Bill Gates said the problem of spam would be "solved" in 2006 after the government passed the Can-Spam Act of 2003, and for a while it seemed like that might actually happen. The volume of spam went down during the first eight months of 2005, and spam filters became increasingly effective at catching unsolicited e-mail. However, spammers are back with a vengeance: according to spam filtering firm Ironport, as quoted by the New York Times, spam volume has doubled since last year.
One important factor in the increase has been the rise of so-called "image spam." Whereas traditional spam simply contains text that spam filters can learn to filter out, image spam places that text in images that can't be read by a regular spam filter. Some spam filters use optical character recognition to get around that problem, but spammers have been quick to litter image spam with dots and lines that confuse OCR software. Ironport says image spam now accounts for up to 45% of all spam.
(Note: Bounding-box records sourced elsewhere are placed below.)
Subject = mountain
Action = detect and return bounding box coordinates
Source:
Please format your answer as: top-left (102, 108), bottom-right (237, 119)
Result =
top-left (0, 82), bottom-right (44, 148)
Another factor that has spurred spam growth is malware that uses infected home PCs to propagate spam, the New York Times says. Not only does this malware help spammers avoid detection, it also makes image spam possible since the bandwidth required to send thousands of images every day is spread out among zombie machines and costs nothing to the spammer. The situation is so bad that Ironport Technology VP Patrick Peterson has gone so far as to say, "As an industry I think we [anti-spam companies] are losing. The bad guys are simply outrunning most of the technology out there today."